Największą bolączką współczesnych smartfonów i tabletów jest długość czasu pracy na baterii, o tym wiemy wszyscy, a co gdyby bateria nie tylko nie potrzebowała ładowania przez tydzień, ale i ładowała się w ciągu 15 minut?

Naukowcy z Northwest Unwersity eksperymentują z nowymi materiałami w bateriach litowo – jonowych. Jednocześnie zastanawiając się jak zapewnić większą pojemność i szybkość ładowania? Kluczem do tego jest gęstość i szybkość przemieszczania się jonów litowych.

Dr. Harold Kung i jego zespól twierdzą, że znaleźli sposób na upakowanie większej ilości jonów i przyspieszenie ich ruchu przez zmianę materiałów do produkcji baterii. Brane są pod uwagę rożne materiały, a jeden ze sposobów przewiduje wywiercenie milionów nano-otworków.

Baterie takie będą miały jeden minus, czas ładowania wydłuży się, a moc zmniejszy po około 150 cyklach ładowania.
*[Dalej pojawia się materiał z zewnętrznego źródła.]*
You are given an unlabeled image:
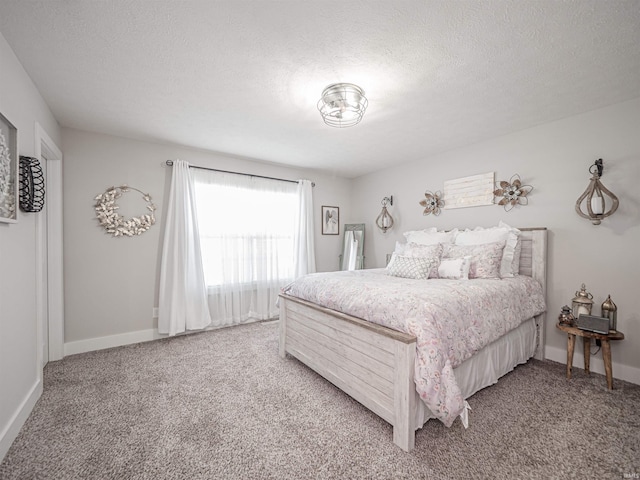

Mimo to, nawet po 150 cyklach ładowania, co przełoży się na około rok użytkowania, takie baterie będą bardziej wydajne niż współczesne baterie litowo – jonowe.

Pewnie zastanawiacie się gdzie taką kupić? Jeszcze nigdzie, wprowadzenie na rynek zajmie około 5 lat.

Więc przed nami jeszcze długa droga do tego czasu urządzenia będą pobierały mniej prądu, co zmniejszy zapotrzebowanie na moc – mam nadzieję.